E il freno endogeno?
Spesso noto nei ragazzi, anche di talento, un tentativo di fuga dalla dimensione manageriale della ricerca. È affascinante stare al microscopio, ma ogni progetto deve passare da una valutazione economica, fare i conti con un budget. I cervelli in fuga, come vengono definiti, spesso sono quei ricercatori magari molto bravi che non vogliono sacrificare tempo per realizzare un business plan per sviluppare la loro idea. Preferiscono spostarsi in paesi nei quali gli stanziamenti per la ricerca sono maggiori e i percorsi di fundraising maggiormente supportati da personale amministrativo. Quello che dovremmo insegnare ai nostri PhD è appunto la capacità di scrivere progetti per ottenere fondi europei. Io ad esempio sono andato negli Stati Uniti, a San Francisco soprattutto, per imparare e per riportare tutte quelle conoscenze nel mio Paese. Inclusa la capacità di progettare una ricerca in base al budget disponibile. Non ho mai pensato di fare ricerca per i soldi, ma sempre di usare i soldi per fare ricerca.

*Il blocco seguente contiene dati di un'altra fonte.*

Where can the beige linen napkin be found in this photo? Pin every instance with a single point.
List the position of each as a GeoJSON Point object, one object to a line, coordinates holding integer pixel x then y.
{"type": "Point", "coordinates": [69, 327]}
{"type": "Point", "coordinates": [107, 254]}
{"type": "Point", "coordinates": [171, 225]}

Il progetto di crowdfunding Unife per trovare una cura all’atassia rientra in questo approccio manageriale…
Mi sembra una iniziativa di grande utilità da molti punti di vista. Innanzitutto è un modo per raccontare la ricerca di qualità che si fa nel nostro Ateneo. Così la ricerca non è più solo un fatto tecnico, assume un significato filosofico e culturale, perché diventa di tutti. Poi anche una piccola cifra, di poche migliaia di euro, può essere decisiva nella fase germinale di un percorso. Magari quei soldi servono per modificare uno strumento, accelerare alcuni processi, fare un esperimento che conferma una tua intuizione. Da lì puoi scrivere una proof of concept, e quei primi risultati saranno determinanti per la ricerca dei finanziamenti. Diciamo che il crowdfunding può rappresentare quella fondamentale benzina iniziale. Anche perché le alternative non sono per nulla convincenti…
A cosa si riferisce?
Penso a quelle associazioni che sfruttano facce di ricercatori non ancora affermati e lo spavento per una malattia devastante in spot televisivi per raccogliere fondi che serviranno solo a fare comunicazione. Il crowdfunding è esattamente il contrario di questo sensazionalismo medico.